Örgütün web sitesine göre, Amerikan çıkarlarını ve Batı medeniyetini İslamcılık tehdidinden korumaya yönelik çalışmaları desteklemektedir. Bölge genelinde insan hakları için çalışmakta, bölgesel ve uluslararası anlaşmazlıkların barışçıl çözümünü teşvik etmektedir. )
Mektuba imza atan 27 isim arasında David N. Cicilline, Gus M. Bilirakis, Ted Deutch, Dina Titus, Brian Fitzpatrick, Chris Pappas gibi Türkiye karşıtı isimler vardır. İki ABD Temsilciler Meclisi üyesinin resminin altında yer alan kısaltmaların hangi Amerikan örgütlerine ait olduklarına Dışişleri Bakanlığı dikkat etmeli ve bu girişimi hafife almamalıdır. Bu kuruluşlar Türk kamuoyu tarafından bilinmeli ve faaliyetleri takip edilmelidir. Bu konudaki tespit önemlidir : ‘Bu Gerçeklere Kayıtsız Kalan, Görmeyen İçimizdeki Darbeci Azınlık’
Dışişleri Bakanlığı mektubun herhangi geçerli bir hukuki karşılığının olmadığını belirtmiştir. Fakat bu girişim, Türkiye’ye karşı yeni bir siyasi oluşum yaratılmak istendiğinin göstergesidir. Dikkate alınmalıdır. ABD Başkan’ının 24 Nisan 2021 açıklamasında olduğu gibi hafife alınmamalıdır. Amerika Birleşik Devletleri’ndeki seçimler sonrasında ABD Başkanı olan Joe Biden 20 Ocak’ta göreve başlamış olmasına rağmen Cumhurbaşkanı Erdoğan’ı 23 Nisan’da aramış, 24 Nisan’da sözde soykırımı açıklayacağını Cumhurbaşkanı ile paylaşmıştır. 24 Nisan’a bir gün kala aramasının sebebi bellidir. Çünkü seçim sürecinde sözde Ermeni soykırımını tanıyacağını açıklamış idi.
Bu konuda sayın Orhan Tan’ın mesajını paylaşmak istiyorum: “Ne” ve “nasıl” yapmamız gerektiği konusunda FEYM Grubu’nun 9 Ağustos 2021 tarihli ‘CİMER’ e öneri’ konulu mesajı önemlidir. İlgi gösterenlerin katılımı ile FEYM Grubu’nun bu girişimi bu mesajda arzu edilen hedefe mutlaka ulaşacaktır. İlgi gösterenler bize katılabilirler.”
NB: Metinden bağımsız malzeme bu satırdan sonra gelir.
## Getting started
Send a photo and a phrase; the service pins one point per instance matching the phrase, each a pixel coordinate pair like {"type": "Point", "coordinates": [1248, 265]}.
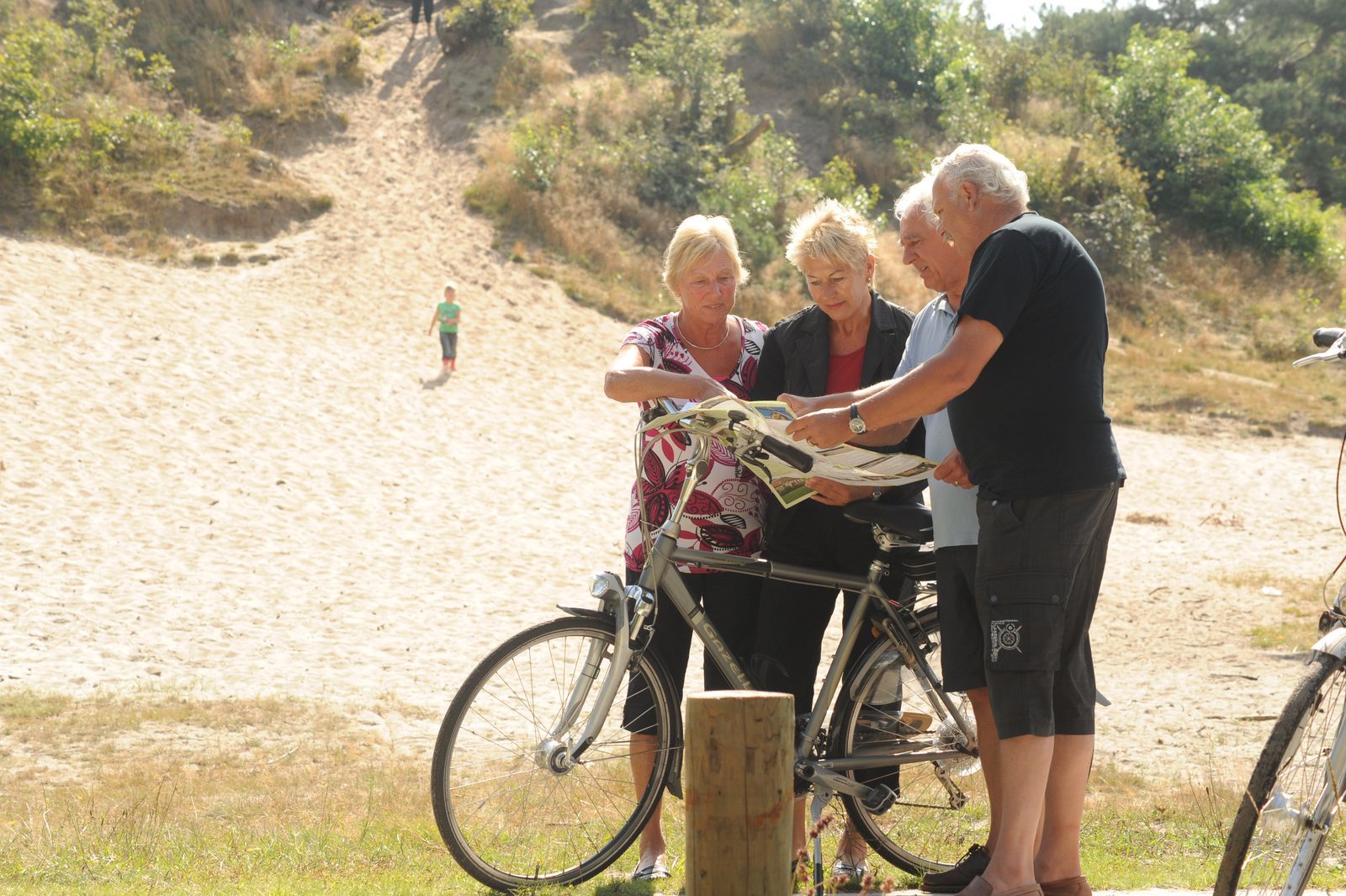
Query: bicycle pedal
{"type": "Point", "coordinates": [879, 799]}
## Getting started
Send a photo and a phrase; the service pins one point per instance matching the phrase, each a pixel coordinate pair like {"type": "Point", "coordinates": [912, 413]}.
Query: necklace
{"type": "Point", "coordinates": [692, 345]}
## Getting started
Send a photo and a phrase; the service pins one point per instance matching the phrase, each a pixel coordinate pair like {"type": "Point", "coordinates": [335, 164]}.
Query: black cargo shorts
{"type": "Point", "coordinates": [1040, 564]}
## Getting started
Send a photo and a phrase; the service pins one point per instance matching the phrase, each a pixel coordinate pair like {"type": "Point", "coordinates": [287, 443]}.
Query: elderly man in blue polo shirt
{"type": "Point", "coordinates": [955, 509]}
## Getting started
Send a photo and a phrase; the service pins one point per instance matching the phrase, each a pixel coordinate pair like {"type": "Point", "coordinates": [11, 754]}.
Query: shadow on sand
{"type": "Point", "coordinates": [437, 381]}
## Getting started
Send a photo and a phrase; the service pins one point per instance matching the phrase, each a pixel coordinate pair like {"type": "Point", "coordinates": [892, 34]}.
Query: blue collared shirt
{"type": "Point", "coordinates": [955, 509]}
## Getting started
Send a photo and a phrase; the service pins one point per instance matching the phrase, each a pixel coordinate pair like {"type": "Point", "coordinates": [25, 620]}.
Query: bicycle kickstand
{"type": "Point", "coordinates": [821, 797]}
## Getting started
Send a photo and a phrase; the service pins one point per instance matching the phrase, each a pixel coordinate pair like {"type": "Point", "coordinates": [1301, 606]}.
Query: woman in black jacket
{"type": "Point", "coordinates": [848, 339]}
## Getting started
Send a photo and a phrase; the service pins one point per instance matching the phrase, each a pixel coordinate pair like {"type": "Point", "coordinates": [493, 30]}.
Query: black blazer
{"type": "Point", "coordinates": [798, 350]}
{"type": "Point", "coordinates": [796, 357]}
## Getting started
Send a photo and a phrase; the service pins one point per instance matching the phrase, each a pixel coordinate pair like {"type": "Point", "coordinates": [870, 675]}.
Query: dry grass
{"type": "Point", "coordinates": [174, 794]}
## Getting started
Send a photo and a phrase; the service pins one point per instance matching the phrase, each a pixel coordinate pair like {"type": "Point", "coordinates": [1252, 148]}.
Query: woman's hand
{"type": "Point", "coordinates": [953, 469]}
{"type": "Point", "coordinates": [835, 493]}
{"type": "Point", "coordinates": [823, 428]}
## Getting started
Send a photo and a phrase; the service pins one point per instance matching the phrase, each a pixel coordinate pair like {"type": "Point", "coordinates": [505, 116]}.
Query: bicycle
{"type": "Point", "coordinates": [532, 777]}
{"type": "Point", "coordinates": [1285, 815]}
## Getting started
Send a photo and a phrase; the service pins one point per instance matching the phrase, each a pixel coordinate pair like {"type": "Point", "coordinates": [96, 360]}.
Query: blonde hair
{"type": "Point", "coordinates": [991, 171]}
{"type": "Point", "coordinates": [834, 231]}
{"type": "Point", "coordinates": [697, 238]}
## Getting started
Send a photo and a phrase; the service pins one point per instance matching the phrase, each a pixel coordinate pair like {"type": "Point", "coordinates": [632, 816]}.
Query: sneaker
{"type": "Point", "coordinates": [953, 880]}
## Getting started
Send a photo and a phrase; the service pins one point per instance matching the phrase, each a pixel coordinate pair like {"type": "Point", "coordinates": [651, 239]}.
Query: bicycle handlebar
{"type": "Point", "coordinates": [1333, 341]}
{"type": "Point", "coordinates": [780, 448]}
{"type": "Point", "coordinates": [1325, 337]}
{"type": "Point", "coordinates": [789, 453]}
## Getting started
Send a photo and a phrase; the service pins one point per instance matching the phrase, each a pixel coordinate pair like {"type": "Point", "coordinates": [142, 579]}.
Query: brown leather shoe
{"type": "Point", "coordinates": [953, 880]}
{"type": "Point", "coordinates": [976, 887]}
{"type": "Point", "coordinates": [1068, 887]}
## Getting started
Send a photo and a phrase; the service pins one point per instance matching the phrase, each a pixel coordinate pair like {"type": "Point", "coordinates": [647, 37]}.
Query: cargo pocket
{"type": "Point", "coordinates": [1027, 618]}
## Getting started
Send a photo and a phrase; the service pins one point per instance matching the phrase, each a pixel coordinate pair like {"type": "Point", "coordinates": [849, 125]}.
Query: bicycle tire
{"type": "Point", "coordinates": [928, 829]}
{"type": "Point", "coordinates": [508, 819]}
{"type": "Point", "coordinates": [1265, 841]}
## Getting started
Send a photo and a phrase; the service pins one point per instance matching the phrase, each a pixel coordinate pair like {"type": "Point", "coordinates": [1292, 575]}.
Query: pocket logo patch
{"type": "Point", "coordinates": [1006, 634]}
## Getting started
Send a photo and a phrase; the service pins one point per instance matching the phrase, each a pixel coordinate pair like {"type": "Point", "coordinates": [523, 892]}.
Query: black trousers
{"type": "Point", "coordinates": [793, 618]}
{"type": "Point", "coordinates": [730, 602]}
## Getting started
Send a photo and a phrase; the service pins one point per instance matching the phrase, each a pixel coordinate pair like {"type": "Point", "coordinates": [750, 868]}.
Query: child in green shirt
{"type": "Point", "coordinates": [448, 314]}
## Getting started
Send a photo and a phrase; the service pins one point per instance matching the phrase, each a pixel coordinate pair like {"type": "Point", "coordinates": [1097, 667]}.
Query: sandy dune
{"type": "Point", "coordinates": [249, 480]}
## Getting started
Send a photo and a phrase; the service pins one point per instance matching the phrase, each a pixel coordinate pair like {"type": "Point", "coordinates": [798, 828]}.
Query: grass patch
{"type": "Point", "coordinates": [186, 795]}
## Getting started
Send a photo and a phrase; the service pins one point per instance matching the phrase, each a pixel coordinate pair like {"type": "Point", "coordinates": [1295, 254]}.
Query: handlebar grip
{"type": "Point", "coordinates": [789, 453]}
{"type": "Point", "coordinates": [1325, 337]}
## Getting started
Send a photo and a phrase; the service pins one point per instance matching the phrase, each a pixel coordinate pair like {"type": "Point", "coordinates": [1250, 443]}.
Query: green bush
{"type": "Point", "coordinates": [838, 182]}
{"type": "Point", "coordinates": [1208, 161]}
{"type": "Point", "coordinates": [1087, 186]}
{"type": "Point", "coordinates": [754, 194]}
{"type": "Point", "coordinates": [35, 61]}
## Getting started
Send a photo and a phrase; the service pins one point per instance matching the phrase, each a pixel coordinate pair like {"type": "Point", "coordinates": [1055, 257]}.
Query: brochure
{"type": "Point", "coordinates": [843, 463]}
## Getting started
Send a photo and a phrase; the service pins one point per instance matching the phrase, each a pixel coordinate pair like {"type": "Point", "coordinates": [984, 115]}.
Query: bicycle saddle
{"type": "Point", "coordinates": [908, 521]}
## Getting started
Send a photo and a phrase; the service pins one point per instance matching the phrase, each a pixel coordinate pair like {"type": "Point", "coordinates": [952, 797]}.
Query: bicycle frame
{"type": "Point", "coordinates": [663, 576]}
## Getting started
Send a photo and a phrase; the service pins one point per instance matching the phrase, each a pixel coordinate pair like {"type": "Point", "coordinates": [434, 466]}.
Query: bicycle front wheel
{"type": "Point", "coordinates": [513, 809]}
{"type": "Point", "coordinates": [1282, 830]}
{"type": "Point", "coordinates": [941, 806]}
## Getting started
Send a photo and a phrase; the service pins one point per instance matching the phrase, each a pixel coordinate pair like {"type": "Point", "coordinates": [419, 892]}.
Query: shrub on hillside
{"type": "Point", "coordinates": [484, 20]}
{"type": "Point", "coordinates": [1208, 161]}
{"type": "Point", "coordinates": [37, 65]}
{"type": "Point", "coordinates": [1087, 186]}
{"type": "Point", "coordinates": [89, 143]}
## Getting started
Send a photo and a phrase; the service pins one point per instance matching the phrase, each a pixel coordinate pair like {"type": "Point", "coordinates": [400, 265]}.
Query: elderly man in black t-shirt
{"type": "Point", "coordinates": [1022, 379]}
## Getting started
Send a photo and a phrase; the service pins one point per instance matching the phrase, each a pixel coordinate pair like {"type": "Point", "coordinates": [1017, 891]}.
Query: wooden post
{"type": "Point", "coordinates": [739, 793]}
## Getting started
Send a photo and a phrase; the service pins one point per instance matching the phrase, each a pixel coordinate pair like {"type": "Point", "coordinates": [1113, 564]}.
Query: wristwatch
{"type": "Point", "coordinates": [856, 421]}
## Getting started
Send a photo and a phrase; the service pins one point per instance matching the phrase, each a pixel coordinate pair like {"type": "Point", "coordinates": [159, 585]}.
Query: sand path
{"type": "Point", "coordinates": [246, 480]}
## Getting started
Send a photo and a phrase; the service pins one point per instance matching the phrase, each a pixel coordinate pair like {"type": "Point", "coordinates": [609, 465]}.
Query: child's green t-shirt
{"type": "Point", "coordinates": [448, 310]}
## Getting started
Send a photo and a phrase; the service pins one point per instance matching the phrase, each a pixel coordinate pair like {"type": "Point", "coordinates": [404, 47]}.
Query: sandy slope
{"type": "Point", "coordinates": [249, 480]}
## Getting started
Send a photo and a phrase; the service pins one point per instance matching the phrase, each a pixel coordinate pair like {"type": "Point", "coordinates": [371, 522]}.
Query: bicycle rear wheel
{"type": "Point", "coordinates": [511, 810]}
{"type": "Point", "coordinates": [941, 806]}
{"type": "Point", "coordinates": [1274, 842]}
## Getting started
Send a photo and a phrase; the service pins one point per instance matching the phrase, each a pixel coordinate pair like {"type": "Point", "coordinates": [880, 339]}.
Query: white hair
{"type": "Point", "coordinates": [994, 175]}
{"type": "Point", "coordinates": [917, 198]}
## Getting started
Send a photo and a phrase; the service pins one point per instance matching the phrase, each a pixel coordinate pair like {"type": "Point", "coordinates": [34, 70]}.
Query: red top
{"type": "Point", "coordinates": [845, 372]}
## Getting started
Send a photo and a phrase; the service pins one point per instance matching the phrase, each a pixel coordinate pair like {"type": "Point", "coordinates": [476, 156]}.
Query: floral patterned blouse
{"type": "Point", "coordinates": [726, 512]}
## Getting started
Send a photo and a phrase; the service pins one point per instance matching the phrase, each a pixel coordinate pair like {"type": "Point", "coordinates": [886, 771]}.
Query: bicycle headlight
{"type": "Point", "coordinates": [605, 584]}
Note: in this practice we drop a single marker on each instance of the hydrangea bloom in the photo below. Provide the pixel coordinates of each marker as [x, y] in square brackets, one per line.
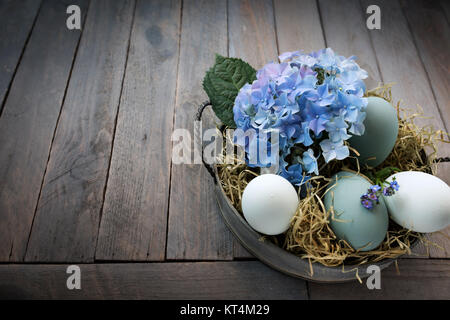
[314, 101]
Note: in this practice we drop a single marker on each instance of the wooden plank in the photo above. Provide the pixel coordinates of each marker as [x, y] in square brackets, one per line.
[199, 280]
[431, 33]
[400, 62]
[298, 25]
[195, 229]
[67, 218]
[346, 33]
[28, 122]
[446, 7]
[251, 31]
[418, 279]
[16, 19]
[134, 218]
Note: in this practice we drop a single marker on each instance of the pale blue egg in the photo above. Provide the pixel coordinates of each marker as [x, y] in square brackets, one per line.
[381, 130]
[362, 228]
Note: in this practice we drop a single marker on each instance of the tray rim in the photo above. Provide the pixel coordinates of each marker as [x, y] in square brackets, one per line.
[266, 251]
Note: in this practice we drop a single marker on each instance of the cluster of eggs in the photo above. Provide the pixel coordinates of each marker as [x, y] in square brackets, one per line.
[422, 203]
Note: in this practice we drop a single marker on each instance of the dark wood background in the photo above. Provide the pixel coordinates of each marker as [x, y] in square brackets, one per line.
[86, 119]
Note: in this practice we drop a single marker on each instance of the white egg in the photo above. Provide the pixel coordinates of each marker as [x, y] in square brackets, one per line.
[421, 204]
[269, 202]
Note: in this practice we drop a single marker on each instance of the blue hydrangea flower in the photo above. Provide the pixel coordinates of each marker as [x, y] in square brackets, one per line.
[306, 98]
[310, 162]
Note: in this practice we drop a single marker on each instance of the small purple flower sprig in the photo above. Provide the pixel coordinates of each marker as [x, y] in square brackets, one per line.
[381, 187]
[372, 197]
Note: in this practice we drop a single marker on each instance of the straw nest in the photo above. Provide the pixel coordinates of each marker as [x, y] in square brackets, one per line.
[309, 235]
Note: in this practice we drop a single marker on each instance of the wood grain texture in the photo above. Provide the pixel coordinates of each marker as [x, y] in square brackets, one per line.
[200, 280]
[347, 34]
[16, 20]
[28, 122]
[445, 5]
[251, 31]
[134, 218]
[195, 229]
[431, 33]
[298, 25]
[400, 63]
[67, 218]
[418, 279]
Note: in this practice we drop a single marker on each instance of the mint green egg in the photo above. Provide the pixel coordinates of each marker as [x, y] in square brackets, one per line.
[362, 228]
[381, 130]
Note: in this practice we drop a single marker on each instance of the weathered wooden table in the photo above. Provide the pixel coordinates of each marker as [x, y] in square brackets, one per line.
[86, 119]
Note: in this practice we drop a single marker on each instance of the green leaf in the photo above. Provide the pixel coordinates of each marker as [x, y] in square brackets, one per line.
[222, 84]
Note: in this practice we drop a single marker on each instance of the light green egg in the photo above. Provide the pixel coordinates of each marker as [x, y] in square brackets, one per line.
[362, 228]
[381, 130]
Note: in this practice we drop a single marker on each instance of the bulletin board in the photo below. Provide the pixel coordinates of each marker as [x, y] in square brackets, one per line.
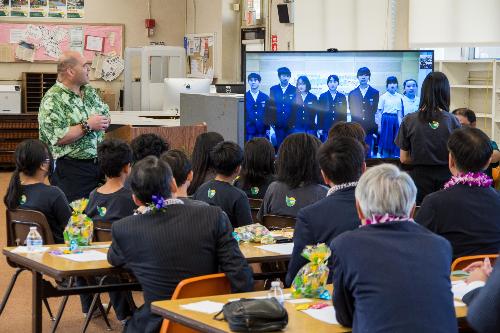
[200, 55]
[51, 39]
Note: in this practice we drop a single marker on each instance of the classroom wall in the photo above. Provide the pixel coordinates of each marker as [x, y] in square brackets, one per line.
[170, 16]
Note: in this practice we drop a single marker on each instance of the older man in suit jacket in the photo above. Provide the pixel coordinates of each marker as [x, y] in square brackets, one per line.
[171, 241]
[342, 162]
[391, 274]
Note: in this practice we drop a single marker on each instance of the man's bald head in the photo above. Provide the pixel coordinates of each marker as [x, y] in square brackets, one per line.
[72, 69]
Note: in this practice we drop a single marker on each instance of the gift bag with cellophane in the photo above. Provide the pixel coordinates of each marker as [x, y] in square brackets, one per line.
[80, 227]
[310, 281]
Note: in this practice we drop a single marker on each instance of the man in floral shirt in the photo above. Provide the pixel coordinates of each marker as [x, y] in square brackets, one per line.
[72, 121]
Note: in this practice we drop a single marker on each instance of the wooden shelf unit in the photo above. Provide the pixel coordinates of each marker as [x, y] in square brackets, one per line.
[35, 85]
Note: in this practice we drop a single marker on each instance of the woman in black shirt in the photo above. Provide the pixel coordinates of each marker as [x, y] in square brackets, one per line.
[257, 170]
[423, 135]
[27, 188]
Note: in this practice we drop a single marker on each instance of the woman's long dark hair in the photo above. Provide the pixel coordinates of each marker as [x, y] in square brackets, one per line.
[258, 162]
[200, 159]
[297, 164]
[434, 97]
[29, 155]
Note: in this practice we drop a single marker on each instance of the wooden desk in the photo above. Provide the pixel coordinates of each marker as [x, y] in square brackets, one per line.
[297, 320]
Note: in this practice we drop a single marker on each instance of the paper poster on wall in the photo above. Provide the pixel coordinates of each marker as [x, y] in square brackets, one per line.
[57, 8]
[39, 8]
[76, 8]
[4, 7]
[19, 8]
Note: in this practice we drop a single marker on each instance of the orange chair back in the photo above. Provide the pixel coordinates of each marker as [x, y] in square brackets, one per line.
[462, 262]
[200, 286]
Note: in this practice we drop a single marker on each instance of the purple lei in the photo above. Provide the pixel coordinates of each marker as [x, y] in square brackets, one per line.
[479, 179]
[377, 219]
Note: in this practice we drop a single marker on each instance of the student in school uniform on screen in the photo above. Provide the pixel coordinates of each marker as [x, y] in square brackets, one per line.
[304, 109]
[363, 103]
[332, 107]
[255, 102]
[281, 97]
[388, 118]
[411, 100]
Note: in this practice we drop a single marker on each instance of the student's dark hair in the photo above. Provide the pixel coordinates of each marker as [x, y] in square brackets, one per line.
[341, 159]
[113, 155]
[470, 148]
[333, 77]
[304, 80]
[179, 163]
[408, 80]
[352, 130]
[258, 162]
[391, 80]
[434, 96]
[226, 157]
[254, 76]
[284, 71]
[200, 158]
[148, 144]
[29, 156]
[364, 71]
[297, 164]
[467, 113]
[151, 176]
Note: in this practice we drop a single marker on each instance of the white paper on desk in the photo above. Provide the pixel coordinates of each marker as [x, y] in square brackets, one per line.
[284, 248]
[24, 249]
[85, 256]
[204, 306]
[326, 314]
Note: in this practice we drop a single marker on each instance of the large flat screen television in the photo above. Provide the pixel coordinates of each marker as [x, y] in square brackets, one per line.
[290, 92]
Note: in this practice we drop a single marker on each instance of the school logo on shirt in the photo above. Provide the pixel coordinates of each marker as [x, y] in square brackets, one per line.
[101, 210]
[434, 124]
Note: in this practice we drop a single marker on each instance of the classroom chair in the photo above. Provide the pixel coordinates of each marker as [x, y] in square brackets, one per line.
[278, 222]
[18, 226]
[462, 262]
[206, 285]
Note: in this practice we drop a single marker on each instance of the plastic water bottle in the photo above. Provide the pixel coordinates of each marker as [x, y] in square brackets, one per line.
[276, 292]
[34, 241]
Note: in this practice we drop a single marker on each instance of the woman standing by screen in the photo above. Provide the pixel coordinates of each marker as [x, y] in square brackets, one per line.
[423, 135]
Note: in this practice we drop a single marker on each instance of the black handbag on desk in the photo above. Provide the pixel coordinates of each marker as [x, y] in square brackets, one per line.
[254, 315]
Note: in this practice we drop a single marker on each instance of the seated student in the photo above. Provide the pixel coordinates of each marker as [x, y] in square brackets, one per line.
[342, 161]
[483, 299]
[110, 203]
[466, 211]
[203, 168]
[257, 170]
[174, 242]
[27, 189]
[183, 175]
[298, 175]
[148, 144]
[226, 157]
[391, 274]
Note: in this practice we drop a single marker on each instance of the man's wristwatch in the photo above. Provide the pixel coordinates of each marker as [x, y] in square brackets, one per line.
[85, 127]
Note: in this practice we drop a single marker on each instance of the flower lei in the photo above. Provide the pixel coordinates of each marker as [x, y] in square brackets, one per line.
[160, 204]
[378, 219]
[339, 187]
[479, 179]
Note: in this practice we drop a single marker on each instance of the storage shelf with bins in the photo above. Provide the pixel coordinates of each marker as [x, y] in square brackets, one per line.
[35, 85]
[476, 84]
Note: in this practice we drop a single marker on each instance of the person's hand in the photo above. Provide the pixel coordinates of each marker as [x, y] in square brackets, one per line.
[479, 271]
[98, 122]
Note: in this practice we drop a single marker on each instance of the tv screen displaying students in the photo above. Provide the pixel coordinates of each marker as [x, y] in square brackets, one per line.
[309, 92]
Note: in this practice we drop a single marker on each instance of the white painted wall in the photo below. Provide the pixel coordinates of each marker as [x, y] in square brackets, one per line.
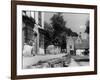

Sayın Sevil Kaplun’un görüşleri de dikkat çekicidir: “Biz de gazetelerde, erişebildiğimiz her yerde STOP ARMENIAN LIES AND ATTACKS OVER TURKEY’yi sözlü veya yazılı ileri sürmeliyiz. Bu sloganı devamlı Amerikalıların gözünün önüne sermeliyiz. Gerek Hıristiyan sanat eserenlerini Türklerin yıktığı konusunda, gerek her gün çıkan başka bir konuda, cevabimiz ve sloganımız artık bu olmalı. İşte o zaman bu aşağılık millettin Türkiye ile ne kadar çok uğraştığının farkına varabilirler. Birkaç uygulama sonunda prestijleri düşebilir. Biz de belki bu slogan için pankartlar kiralayabiliriz…Eminim ve umarım sizlerin de buna ekleyecek daha çok değerli fikirleriniz olacaktır.”